A lame-duck vote would require Obama to nominate someone relatively soon. Democrats would have eight weeks — which include recess periods and holidays like Thanksgiving, Christmas and New Years — to hold a Judiciary committee hearing, a committee vote, a floor debate, a “cloture” vote to end debate and a final confirmation vote. Holidays aside, Congress’s lame-duck schedule could be busy: It must pass another bill before Dec. 11 to keep the government open.

Senate Majority Leader Harry Reid (D-NV) called on Republicans to “work with Senate Democrats to give swift and fair consideration to President Obama’s next nominee for this important position.”


Senate Majority Leader Harry Reid of Nev., left, accompanied by Senate Majority Whip Richard Durbin of Ill., speak to reporters on Capitol Hill in Washington, Thursday, May 22, 2014. (AP Photo/Lauren Victoria Burke)

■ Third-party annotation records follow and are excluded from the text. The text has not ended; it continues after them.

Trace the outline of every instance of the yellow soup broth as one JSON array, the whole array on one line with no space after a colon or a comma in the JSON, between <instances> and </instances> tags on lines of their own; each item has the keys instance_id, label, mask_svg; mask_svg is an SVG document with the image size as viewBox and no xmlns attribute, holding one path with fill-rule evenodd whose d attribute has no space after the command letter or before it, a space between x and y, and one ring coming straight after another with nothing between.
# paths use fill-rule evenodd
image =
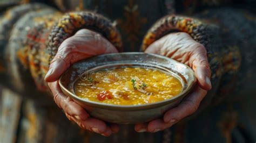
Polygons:
<instances>
[{"instance_id":1,"label":"yellow soup broth","mask_svg":"<svg viewBox=\"0 0 256 143\"><path fill-rule=\"evenodd\" d=\"M79 78L75 83L75 94L81 98L124 105L161 101L181 90L181 83L176 77L143 67L105 69Z\"/></svg>"}]
</instances>

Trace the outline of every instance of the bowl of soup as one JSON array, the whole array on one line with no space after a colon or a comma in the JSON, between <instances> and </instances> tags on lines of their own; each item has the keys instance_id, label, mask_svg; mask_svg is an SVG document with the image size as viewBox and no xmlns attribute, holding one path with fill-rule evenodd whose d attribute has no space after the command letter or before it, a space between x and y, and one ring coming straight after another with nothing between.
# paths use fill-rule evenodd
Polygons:
<instances>
[{"instance_id":1,"label":"bowl of soup","mask_svg":"<svg viewBox=\"0 0 256 143\"><path fill-rule=\"evenodd\" d=\"M101 55L73 64L59 80L62 91L90 116L118 124L161 117L196 83L187 66L140 52Z\"/></svg>"}]
</instances>

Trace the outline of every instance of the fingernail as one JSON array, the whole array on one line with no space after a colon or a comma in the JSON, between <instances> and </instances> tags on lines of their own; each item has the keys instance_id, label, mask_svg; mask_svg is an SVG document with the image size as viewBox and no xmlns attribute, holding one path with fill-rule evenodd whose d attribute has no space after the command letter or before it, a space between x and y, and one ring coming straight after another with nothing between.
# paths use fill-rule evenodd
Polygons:
<instances>
[{"instance_id":1,"label":"fingernail","mask_svg":"<svg viewBox=\"0 0 256 143\"><path fill-rule=\"evenodd\" d=\"M51 73L52 73L52 72L53 71L53 69L51 68L49 69L49 70L48 70L48 72L47 72L47 74L45 75L45 77L47 77L48 76L49 76L51 74Z\"/></svg>"},{"instance_id":2,"label":"fingernail","mask_svg":"<svg viewBox=\"0 0 256 143\"><path fill-rule=\"evenodd\" d=\"M77 115L75 115L74 117L75 117L75 118L76 118L77 120L81 120L81 118L80 118L80 117L79 117Z\"/></svg>"},{"instance_id":3,"label":"fingernail","mask_svg":"<svg viewBox=\"0 0 256 143\"><path fill-rule=\"evenodd\" d=\"M212 83L211 83L211 80L210 80L209 77L206 76L206 77L205 77L205 81L206 81L207 84L208 85L209 85L209 86L211 88L212 88Z\"/></svg>"},{"instance_id":4,"label":"fingernail","mask_svg":"<svg viewBox=\"0 0 256 143\"><path fill-rule=\"evenodd\" d=\"M173 124L174 123L175 121L176 121L176 119L171 119L169 121L169 124Z\"/></svg>"},{"instance_id":5,"label":"fingernail","mask_svg":"<svg viewBox=\"0 0 256 143\"><path fill-rule=\"evenodd\" d=\"M142 132L145 132L147 131L147 130L145 128L142 128L140 129L139 129L137 132L139 133L142 133Z\"/></svg>"},{"instance_id":6,"label":"fingernail","mask_svg":"<svg viewBox=\"0 0 256 143\"><path fill-rule=\"evenodd\" d=\"M97 133L99 133L99 130L96 127L92 127L92 130Z\"/></svg>"},{"instance_id":7,"label":"fingernail","mask_svg":"<svg viewBox=\"0 0 256 143\"><path fill-rule=\"evenodd\" d=\"M152 132L152 133L155 133L155 132L157 132L159 131L160 131L161 129L161 128L157 128L157 129L155 129L154 131L153 131L153 132Z\"/></svg>"}]
</instances>

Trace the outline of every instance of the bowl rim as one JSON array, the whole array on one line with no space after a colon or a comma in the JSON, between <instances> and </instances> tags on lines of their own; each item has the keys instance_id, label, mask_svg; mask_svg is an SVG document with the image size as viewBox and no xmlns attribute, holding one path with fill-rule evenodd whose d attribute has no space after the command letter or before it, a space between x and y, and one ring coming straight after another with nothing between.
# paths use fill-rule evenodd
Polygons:
<instances>
[{"instance_id":1,"label":"bowl rim","mask_svg":"<svg viewBox=\"0 0 256 143\"><path fill-rule=\"evenodd\" d=\"M152 103L148 103L148 104L143 104L140 105L116 105L116 104L107 104L105 103L101 103L95 101L91 101L88 99L85 99L84 98L80 98L78 96L76 96L75 94L73 94L72 92L69 91L68 89L66 89L64 85L61 82L62 79L63 78L63 75L65 73L64 72L60 76L59 79L58 81L59 83L59 86L62 91L64 92L64 94L66 95L69 96L71 98L74 99L74 101L76 102L76 100L78 101L78 103L81 104L80 103L83 103L82 104L86 104L87 105L89 105L90 106L93 107L97 107L100 108L104 108L104 109L118 109L122 110L139 110L139 109L149 109L149 108L153 108L155 107L158 107L160 106L163 106L166 104L170 104L172 102L174 102L177 100L183 98L186 95L187 95L193 89L193 87L195 86L197 83L197 78L196 78L196 76L194 74L194 72L193 70L187 65L186 65L183 63L179 62L175 60L173 60L171 58L168 58L167 56L164 56L162 55L159 55L155 54L149 54L149 53L145 53L144 52L124 52L124 53L110 53L110 54L102 54L99 55L97 55L95 56L92 56L89 58L86 59L83 59L82 60L85 60L87 59L89 59L91 58L95 58L95 57L100 57L100 56L104 56L105 55L116 55L116 54L147 54L154 56L157 56L159 58L164 59L165 60L169 61L172 61L172 62L176 62L179 64L182 64L185 66L188 67L188 70L191 70L192 72L193 80L192 83L188 85L187 88L183 92L180 92L177 95L173 96L172 98L170 98L166 100L164 100L160 102L154 102ZM82 61L82 60L81 60ZM79 62L80 61L78 61ZM75 64L75 63L74 63ZM70 67L71 67L72 65ZM67 69L68 70L68 69ZM66 70L67 71L67 70Z\"/></svg>"}]
</instances>

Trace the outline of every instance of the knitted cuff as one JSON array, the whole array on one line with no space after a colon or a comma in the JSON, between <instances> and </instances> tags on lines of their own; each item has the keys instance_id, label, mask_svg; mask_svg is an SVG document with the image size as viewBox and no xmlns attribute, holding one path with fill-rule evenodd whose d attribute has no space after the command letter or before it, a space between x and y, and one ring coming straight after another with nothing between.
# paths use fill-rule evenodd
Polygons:
<instances>
[{"instance_id":1,"label":"knitted cuff","mask_svg":"<svg viewBox=\"0 0 256 143\"><path fill-rule=\"evenodd\" d=\"M91 29L101 33L118 49L122 51L121 36L111 22L102 15L89 11L74 12L64 15L53 26L49 37L47 51L49 62L65 39L82 28Z\"/></svg>"},{"instance_id":2,"label":"knitted cuff","mask_svg":"<svg viewBox=\"0 0 256 143\"><path fill-rule=\"evenodd\" d=\"M207 25L196 19L168 15L157 21L148 31L143 39L142 48L144 51L154 41L171 32L189 34L196 41L206 46L208 44Z\"/></svg>"}]
</instances>

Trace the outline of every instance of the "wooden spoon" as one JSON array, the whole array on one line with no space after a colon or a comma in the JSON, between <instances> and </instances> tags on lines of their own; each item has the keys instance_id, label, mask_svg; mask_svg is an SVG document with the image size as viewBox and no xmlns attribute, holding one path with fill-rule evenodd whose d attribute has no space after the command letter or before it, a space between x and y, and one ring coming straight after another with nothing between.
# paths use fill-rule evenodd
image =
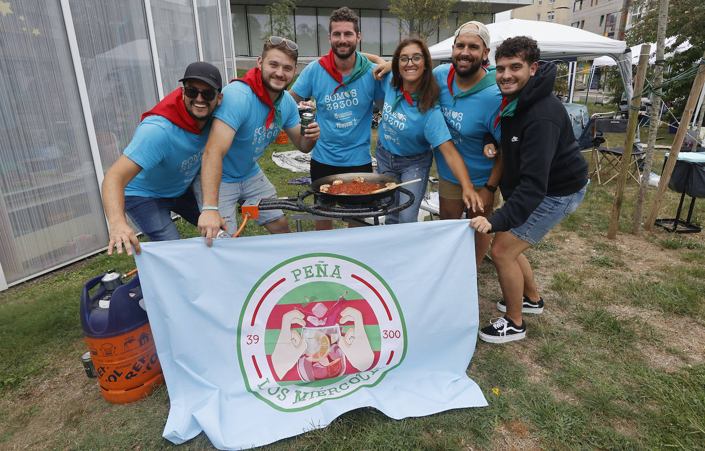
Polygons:
<instances>
[{"instance_id":1,"label":"wooden spoon","mask_svg":"<svg viewBox=\"0 0 705 451\"><path fill-rule=\"evenodd\" d=\"M421 180L422 180L422 179L417 178L415 180L409 180L408 182L404 182L403 183L393 183L393 184L390 185L389 186L386 186L384 188L379 188L379 190L375 190L372 192L369 192L368 194L376 194L378 192L382 192L384 191L389 191L390 190L393 190L396 187L400 187L400 186L403 186L405 185L408 185L410 183L416 183L417 182L420 182Z\"/></svg>"}]
</instances>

Sen. Jeff Sessions (R-AL) is also gearing up for battle, calling on all senators to “firmly reject” any AG nominee unless he or she opposes Obama’s planned executive action to halt deportations of certain undocumented immigrants. If his argument gains traction, it could further complicate the confirmation.

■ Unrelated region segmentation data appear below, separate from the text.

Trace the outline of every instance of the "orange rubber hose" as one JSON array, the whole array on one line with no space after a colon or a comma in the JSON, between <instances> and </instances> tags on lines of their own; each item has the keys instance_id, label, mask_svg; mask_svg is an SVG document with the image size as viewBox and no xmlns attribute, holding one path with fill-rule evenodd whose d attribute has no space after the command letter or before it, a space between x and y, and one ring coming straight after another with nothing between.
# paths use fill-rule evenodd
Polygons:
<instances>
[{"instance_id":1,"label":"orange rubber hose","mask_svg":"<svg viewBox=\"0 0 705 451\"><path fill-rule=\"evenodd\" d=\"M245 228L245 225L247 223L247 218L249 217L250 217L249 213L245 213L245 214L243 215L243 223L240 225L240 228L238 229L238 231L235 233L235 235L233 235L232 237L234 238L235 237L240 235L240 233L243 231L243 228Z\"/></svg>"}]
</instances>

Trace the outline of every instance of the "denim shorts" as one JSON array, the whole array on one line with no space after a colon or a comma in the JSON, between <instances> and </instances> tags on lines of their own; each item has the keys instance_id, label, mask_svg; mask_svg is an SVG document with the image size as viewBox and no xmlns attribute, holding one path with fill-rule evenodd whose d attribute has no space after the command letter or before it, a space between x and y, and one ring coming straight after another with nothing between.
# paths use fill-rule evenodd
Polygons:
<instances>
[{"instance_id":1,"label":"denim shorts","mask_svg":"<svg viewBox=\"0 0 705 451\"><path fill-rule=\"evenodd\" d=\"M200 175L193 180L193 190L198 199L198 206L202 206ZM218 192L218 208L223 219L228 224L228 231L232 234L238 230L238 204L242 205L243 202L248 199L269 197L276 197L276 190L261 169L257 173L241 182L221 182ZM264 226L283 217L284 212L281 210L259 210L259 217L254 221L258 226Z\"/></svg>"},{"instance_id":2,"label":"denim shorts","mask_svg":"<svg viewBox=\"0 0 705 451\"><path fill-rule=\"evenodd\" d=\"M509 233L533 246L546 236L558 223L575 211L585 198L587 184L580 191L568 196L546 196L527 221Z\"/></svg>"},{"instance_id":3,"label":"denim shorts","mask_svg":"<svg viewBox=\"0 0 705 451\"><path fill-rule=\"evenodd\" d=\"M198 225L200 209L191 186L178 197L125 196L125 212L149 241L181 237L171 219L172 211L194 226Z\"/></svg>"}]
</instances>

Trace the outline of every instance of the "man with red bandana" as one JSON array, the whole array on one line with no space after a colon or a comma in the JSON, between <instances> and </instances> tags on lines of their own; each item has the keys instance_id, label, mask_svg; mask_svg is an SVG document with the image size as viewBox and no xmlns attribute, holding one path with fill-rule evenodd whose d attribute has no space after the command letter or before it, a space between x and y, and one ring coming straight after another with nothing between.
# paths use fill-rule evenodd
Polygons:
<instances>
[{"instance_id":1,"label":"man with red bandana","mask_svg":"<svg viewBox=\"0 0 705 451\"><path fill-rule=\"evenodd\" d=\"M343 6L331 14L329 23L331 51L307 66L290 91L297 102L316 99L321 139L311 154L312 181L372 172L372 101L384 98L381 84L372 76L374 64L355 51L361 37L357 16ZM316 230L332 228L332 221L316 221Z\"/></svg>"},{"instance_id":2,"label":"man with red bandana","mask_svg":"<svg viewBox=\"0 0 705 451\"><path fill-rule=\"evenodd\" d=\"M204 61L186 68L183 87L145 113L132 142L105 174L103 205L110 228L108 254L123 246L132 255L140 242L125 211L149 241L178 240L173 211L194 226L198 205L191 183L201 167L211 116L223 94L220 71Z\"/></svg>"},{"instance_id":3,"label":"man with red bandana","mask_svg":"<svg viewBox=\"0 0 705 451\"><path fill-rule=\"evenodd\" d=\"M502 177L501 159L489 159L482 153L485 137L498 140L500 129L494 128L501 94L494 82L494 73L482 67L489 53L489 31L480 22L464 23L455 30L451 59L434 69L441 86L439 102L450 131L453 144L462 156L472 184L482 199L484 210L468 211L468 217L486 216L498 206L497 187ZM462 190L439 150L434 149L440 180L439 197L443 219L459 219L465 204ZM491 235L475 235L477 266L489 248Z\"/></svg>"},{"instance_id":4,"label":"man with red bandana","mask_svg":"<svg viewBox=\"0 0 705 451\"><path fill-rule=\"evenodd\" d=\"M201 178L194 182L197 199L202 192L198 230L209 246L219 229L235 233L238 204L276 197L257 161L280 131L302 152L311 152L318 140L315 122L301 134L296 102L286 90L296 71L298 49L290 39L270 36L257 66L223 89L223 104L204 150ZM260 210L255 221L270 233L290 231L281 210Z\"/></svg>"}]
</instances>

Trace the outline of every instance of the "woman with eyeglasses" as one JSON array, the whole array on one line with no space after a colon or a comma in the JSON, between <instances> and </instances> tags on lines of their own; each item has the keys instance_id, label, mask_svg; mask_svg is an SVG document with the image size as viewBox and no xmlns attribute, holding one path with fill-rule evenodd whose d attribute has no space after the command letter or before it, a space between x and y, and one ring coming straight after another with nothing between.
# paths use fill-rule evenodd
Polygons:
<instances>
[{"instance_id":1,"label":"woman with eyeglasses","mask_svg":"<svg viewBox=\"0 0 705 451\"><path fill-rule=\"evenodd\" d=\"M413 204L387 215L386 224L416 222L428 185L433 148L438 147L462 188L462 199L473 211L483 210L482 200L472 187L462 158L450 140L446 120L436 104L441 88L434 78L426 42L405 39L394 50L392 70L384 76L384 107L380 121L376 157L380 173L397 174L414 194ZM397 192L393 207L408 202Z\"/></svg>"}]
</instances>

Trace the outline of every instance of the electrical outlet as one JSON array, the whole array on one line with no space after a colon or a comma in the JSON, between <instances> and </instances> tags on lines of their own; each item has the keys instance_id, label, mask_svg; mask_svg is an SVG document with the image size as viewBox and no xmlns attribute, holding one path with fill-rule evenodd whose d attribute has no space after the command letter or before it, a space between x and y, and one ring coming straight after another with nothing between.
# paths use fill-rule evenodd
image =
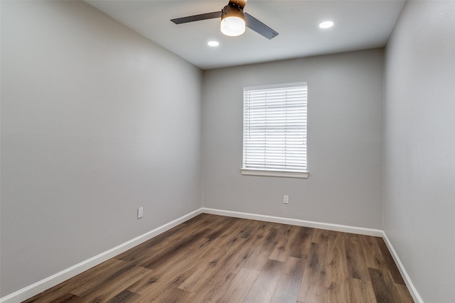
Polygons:
<instances>
[{"instance_id":1,"label":"electrical outlet","mask_svg":"<svg viewBox=\"0 0 455 303\"><path fill-rule=\"evenodd\" d=\"M289 196L288 196L287 194L283 196L283 203L284 203L285 204L289 204Z\"/></svg>"}]
</instances>

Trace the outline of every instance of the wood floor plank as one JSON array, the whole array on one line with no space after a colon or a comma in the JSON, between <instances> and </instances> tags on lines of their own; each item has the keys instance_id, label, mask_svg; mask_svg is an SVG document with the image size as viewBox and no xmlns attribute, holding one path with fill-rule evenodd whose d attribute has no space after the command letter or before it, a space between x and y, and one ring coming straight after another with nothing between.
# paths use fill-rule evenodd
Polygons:
<instances>
[{"instance_id":1,"label":"wood floor plank","mask_svg":"<svg viewBox=\"0 0 455 303\"><path fill-rule=\"evenodd\" d=\"M310 303L326 301L325 259L326 252L319 249L319 244L311 243L297 296L298 302Z\"/></svg>"},{"instance_id":2,"label":"wood floor plank","mask_svg":"<svg viewBox=\"0 0 455 303\"><path fill-rule=\"evenodd\" d=\"M291 225L284 226L285 227L284 231L278 238L278 243L269 257L270 259L281 262L285 262L291 254L291 249L294 245L299 230L298 226Z\"/></svg>"},{"instance_id":3,"label":"wood floor plank","mask_svg":"<svg viewBox=\"0 0 455 303\"><path fill-rule=\"evenodd\" d=\"M289 257L275 288L271 303L295 302L304 275L306 260Z\"/></svg>"},{"instance_id":4,"label":"wood floor plank","mask_svg":"<svg viewBox=\"0 0 455 303\"><path fill-rule=\"evenodd\" d=\"M26 302L413 301L380 238L204 214Z\"/></svg>"},{"instance_id":5,"label":"wood floor plank","mask_svg":"<svg viewBox=\"0 0 455 303\"><path fill-rule=\"evenodd\" d=\"M256 281L260 271L242 268L230 282L224 294L220 294L215 302L242 302Z\"/></svg>"},{"instance_id":6,"label":"wood floor plank","mask_svg":"<svg viewBox=\"0 0 455 303\"><path fill-rule=\"evenodd\" d=\"M376 301L380 303L412 302L410 296L402 292L387 270L368 269Z\"/></svg>"},{"instance_id":7,"label":"wood floor plank","mask_svg":"<svg viewBox=\"0 0 455 303\"><path fill-rule=\"evenodd\" d=\"M376 239L376 243L378 243L378 246L379 246L379 248L382 252L382 257L384 258L384 260L387 263L387 270L389 270L389 272L390 272L390 275L392 275L393 280L397 284L401 284L402 285L405 285L405 280L403 280L403 277L401 276L401 274L400 273L400 270L398 270L397 265L393 260L393 258L392 257L390 252L387 248L387 245L385 245L385 242L384 242L384 240L382 238L375 238L375 239Z\"/></svg>"},{"instance_id":8,"label":"wood floor plank","mask_svg":"<svg viewBox=\"0 0 455 303\"><path fill-rule=\"evenodd\" d=\"M349 277L368 281L370 275L358 235L345 233L345 254Z\"/></svg>"},{"instance_id":9,"label":"wood floor plank","mask_svg":"<svg viewBox=\"0 0 455 303\"><path fill-rule=\"evenodd\" d=\"M245 303L263 303L270 302L279 281L284 263L269 259L261 269L259 276L251 287L244 302Z\"/></svg>"},{"instance_id":10,"label":"wood floor plank","mask_svg":"<svg viewBox=\"0 0 455 303\"><path fill-rule=\"evenodd\" d=\"M371 281L349 278L347 281L350 302L376 303ZM378 302L380 303L380 302Z\"/></svg>"},{"instance_id":11,"label":"wood floor plank","mask_svg":"<svg viewBox=\"0 0 455 303\"><path fill-rule=\"evenodd\" d=\"M310 246L314 233L314 228L299 226L299 233L291 248L290 257L307 259L310 251Z\"/></svg>"}]
</instances>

“No Senator should vote to confirm anyone to this position who does not firmly reject the President’s planned executive amnesty—or any other scheme to circumvent our nation’s immigration laws—and who does not pledge to serve the laws and people of the United States,” he said in a statement on Friday, first reported by the conservative website Breitbart.com.

Earnest said the White House doesn’t have any updates on when Obama will announce the nomination, or whom he might choose.

“Either way,” he said, “whether or not the nominee would need to be confirmed in the lame duck session, or would need to be confirmed by a new Senate, that in either case we anticipate that the Senate would act promptly and in a bipartisan fashion.”